UM PASSEIO DE LANCHA EMBALADO PELA BRISA DA TRAGÉDIA
Setembro 01, 2024
J.J. Faria Santos
O Presidente dos afectos colocou a fasquia alta para os restantes políticos. A cena da tragédia passou a exigir a sua presença – o pathos como circunstância política. Claro que a sua colorida personalidade, bem como a sua sinuosa prática, me levam sempre a pensar que ele é igualmente afectuoso a consolar um “popular” (como dizem invariavelmente os jornalistas) devastado pela perda de um familiar e a atirar para debaixo do comboio um membro de um governo caído na desgraça da impopularidade.
Já o primeiro-ministro é uma espécie de mito em construção. A ex-heterónima de Belém do jornal Expresso escreveu esta semana que “o rural vai durar”, porque conseguiu “anular ressentimentos de grupos sociais decisivos” e, mais importante, “foca-se no rumo que traçou e dá pouca confiança”. Se Montenegro “dá pouca confiança” a Marcelo, é compreensível, visto que não se deve permitir grande familiaridade a quem não é confiável. É preferível a fria cortesia do formalismo.

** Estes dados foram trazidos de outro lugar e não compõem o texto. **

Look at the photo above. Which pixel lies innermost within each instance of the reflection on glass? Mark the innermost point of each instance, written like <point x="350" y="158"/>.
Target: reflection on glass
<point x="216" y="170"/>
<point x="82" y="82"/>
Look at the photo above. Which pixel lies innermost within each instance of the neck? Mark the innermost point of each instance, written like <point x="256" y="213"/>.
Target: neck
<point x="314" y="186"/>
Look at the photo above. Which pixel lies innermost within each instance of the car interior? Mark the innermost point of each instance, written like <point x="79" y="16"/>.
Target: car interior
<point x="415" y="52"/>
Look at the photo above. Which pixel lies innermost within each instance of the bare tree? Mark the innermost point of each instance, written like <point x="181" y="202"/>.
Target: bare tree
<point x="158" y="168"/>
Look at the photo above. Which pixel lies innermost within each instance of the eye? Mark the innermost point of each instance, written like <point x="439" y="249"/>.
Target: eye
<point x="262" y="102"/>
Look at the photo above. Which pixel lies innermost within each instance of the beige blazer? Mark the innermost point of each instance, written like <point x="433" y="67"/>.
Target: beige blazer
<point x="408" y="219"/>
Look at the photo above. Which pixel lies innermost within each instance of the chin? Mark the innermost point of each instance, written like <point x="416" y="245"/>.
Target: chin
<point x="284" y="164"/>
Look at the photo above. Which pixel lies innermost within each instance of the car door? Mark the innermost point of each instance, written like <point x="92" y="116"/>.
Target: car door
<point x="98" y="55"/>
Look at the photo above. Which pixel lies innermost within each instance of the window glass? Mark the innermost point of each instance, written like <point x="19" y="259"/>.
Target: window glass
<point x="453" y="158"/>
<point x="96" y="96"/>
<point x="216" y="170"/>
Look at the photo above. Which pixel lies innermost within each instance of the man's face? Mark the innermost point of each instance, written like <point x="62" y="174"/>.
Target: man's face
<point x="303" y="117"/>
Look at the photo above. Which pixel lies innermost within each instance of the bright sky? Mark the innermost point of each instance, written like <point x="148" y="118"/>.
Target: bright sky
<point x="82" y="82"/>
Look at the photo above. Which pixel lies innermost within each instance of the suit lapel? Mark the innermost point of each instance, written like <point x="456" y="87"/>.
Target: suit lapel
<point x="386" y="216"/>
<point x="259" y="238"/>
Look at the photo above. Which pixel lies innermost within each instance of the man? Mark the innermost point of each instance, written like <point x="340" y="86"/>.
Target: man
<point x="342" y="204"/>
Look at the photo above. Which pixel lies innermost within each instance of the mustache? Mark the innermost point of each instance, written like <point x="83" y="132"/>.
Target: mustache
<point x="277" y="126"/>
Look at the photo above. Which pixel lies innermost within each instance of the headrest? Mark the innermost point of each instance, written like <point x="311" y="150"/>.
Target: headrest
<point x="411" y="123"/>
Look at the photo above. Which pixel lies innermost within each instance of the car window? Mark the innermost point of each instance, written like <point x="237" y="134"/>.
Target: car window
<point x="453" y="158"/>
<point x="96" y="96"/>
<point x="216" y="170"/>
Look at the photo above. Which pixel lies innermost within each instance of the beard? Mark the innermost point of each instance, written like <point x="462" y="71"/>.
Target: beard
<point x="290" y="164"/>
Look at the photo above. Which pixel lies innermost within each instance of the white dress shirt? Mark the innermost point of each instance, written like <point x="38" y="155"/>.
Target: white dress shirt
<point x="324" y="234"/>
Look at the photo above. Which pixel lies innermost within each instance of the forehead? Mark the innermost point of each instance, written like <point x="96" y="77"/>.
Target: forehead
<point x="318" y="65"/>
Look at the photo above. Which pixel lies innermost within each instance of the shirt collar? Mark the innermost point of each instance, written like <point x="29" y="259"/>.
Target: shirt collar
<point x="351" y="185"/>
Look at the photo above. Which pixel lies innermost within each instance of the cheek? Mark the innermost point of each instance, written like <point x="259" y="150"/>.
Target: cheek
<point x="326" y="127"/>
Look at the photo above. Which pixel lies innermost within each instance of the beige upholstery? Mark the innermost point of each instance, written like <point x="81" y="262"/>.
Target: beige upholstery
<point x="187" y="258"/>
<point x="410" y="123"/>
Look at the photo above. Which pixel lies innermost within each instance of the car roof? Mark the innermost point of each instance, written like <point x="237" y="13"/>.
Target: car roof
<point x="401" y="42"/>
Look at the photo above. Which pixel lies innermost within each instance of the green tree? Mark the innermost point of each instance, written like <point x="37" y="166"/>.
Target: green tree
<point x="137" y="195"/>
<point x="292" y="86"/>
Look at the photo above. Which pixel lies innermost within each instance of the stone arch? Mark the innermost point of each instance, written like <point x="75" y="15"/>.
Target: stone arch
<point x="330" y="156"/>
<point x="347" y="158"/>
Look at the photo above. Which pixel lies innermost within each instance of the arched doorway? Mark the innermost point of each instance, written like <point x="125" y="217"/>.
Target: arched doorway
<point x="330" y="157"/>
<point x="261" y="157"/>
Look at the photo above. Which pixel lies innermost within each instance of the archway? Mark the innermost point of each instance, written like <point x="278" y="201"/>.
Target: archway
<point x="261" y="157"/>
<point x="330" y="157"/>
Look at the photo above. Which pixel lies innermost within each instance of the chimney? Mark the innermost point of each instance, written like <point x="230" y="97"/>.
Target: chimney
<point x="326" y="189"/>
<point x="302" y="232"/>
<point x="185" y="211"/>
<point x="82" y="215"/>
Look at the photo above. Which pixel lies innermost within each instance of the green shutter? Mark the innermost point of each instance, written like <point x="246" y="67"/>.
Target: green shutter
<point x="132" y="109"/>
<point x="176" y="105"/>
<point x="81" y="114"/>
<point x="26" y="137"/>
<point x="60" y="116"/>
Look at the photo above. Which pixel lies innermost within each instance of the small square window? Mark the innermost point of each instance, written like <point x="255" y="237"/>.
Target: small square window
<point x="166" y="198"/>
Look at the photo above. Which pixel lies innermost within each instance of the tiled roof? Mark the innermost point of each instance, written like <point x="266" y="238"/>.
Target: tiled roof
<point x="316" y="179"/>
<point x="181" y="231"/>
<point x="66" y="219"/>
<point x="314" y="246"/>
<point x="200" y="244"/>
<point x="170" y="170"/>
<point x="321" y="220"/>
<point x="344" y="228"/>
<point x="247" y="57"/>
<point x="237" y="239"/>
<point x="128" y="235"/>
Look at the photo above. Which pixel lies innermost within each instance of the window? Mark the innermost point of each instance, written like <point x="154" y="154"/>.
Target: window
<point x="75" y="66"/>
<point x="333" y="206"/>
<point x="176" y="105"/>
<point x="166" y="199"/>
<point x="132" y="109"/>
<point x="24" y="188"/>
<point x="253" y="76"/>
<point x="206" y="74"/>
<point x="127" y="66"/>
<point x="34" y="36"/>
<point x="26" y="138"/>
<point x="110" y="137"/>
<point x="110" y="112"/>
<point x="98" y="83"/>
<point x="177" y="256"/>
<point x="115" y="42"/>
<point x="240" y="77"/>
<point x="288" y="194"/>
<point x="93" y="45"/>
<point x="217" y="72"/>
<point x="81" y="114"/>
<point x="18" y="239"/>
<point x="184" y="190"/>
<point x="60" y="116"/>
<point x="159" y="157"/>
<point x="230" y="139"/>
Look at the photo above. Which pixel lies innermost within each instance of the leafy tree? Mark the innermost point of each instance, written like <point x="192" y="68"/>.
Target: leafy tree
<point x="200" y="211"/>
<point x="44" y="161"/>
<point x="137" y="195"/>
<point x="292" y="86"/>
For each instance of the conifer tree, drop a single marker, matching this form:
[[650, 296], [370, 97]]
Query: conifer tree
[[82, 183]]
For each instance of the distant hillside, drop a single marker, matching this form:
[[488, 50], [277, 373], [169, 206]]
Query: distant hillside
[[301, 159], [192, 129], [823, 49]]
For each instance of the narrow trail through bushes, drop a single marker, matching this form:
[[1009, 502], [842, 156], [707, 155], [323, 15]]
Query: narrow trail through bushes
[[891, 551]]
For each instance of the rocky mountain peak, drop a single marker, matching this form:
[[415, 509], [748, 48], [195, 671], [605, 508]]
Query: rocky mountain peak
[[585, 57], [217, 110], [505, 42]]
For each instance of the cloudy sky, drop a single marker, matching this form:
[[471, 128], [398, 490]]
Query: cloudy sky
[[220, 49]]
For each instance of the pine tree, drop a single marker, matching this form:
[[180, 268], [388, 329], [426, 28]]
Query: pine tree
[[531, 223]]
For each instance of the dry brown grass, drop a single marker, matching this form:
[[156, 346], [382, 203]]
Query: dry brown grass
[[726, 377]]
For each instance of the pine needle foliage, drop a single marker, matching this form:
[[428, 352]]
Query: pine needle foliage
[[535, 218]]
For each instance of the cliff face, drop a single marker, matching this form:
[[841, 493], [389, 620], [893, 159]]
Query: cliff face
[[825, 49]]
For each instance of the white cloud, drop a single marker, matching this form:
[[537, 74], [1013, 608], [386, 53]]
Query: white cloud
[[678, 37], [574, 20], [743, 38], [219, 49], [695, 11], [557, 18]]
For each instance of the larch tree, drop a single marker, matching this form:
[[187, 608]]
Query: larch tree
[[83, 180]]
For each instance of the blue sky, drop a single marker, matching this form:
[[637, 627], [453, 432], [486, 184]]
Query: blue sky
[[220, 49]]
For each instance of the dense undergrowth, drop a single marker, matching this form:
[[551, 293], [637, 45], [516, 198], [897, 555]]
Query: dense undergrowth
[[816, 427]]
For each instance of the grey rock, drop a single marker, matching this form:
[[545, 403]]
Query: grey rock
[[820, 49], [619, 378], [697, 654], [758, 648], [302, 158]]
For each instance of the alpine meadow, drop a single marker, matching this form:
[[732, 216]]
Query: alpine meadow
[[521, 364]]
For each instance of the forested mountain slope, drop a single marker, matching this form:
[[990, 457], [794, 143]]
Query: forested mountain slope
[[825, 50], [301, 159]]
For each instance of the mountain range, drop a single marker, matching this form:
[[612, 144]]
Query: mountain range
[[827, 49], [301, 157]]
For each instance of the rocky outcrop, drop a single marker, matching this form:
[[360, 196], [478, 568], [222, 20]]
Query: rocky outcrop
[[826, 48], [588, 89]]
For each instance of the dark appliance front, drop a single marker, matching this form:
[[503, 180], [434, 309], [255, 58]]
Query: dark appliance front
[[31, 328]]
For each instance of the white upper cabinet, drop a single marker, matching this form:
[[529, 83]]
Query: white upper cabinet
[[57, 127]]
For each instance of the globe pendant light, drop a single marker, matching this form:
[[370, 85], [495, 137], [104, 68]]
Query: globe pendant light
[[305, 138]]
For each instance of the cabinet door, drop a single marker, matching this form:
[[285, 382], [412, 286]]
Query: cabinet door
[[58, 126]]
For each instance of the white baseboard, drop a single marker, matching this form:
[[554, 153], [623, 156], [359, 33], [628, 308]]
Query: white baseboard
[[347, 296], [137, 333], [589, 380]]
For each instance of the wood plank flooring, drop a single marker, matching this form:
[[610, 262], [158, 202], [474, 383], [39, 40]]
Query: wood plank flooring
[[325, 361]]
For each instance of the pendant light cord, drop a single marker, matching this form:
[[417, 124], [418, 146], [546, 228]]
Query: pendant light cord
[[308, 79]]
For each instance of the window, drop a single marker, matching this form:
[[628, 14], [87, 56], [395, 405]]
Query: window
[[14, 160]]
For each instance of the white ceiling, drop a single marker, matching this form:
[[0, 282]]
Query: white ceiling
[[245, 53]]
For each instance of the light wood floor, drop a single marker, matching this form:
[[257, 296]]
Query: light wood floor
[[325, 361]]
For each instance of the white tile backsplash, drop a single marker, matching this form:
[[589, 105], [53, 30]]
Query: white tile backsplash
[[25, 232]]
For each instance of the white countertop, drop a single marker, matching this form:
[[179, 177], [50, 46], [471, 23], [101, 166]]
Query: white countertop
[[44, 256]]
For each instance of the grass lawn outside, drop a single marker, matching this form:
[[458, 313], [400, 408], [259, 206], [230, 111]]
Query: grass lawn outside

Desprovido de carisma, fiel à avareza da palavra, fixado na reconciliação com parcelas do eleitorado que o austero sentido de estado do passismo alienou, o primeiro-ministro procura construir a gravitas a partir de um compósito de propaganda, subsídios, gestão de silêncio e aparições cirúrgicas. É neste contexto que se situa a sua deslocação ao local da queda de um helicóptero no rio Douro.
Se a sua presença seria compreensível, dado o cargo que desempenha, já o mesmo não se pode dizer do passeio de lancha no rio, com o segurança/fotógrafo à ilharga, porque “quis estar pessoalmente com os mergulhadores que estavam a desempenhar uma missão muito perigosa e a colocar a vida em perigo”. É possível que, toldado pela emoção, o primeiro-ministro tenha revivido a sua vocação de nadador-salvador, mas isso não disfarça a inutilidade do gesto e a desconfortável suspeita de que assistimos a um evento mediático susceptível de originar um registo fotográfico lisonjeiro. Além do mais, parece-me evidente que para que a solidariedade com os operacionais no terreno fosse plena, Montenegro deveria ter mergulhado e não embarcado num minicruzeiro. No plano dos gestos simbólicos, um mergulho subaquático de Montenegro no rio Douro arrasaria o lúdico mergulho de Marcelo no Tejo.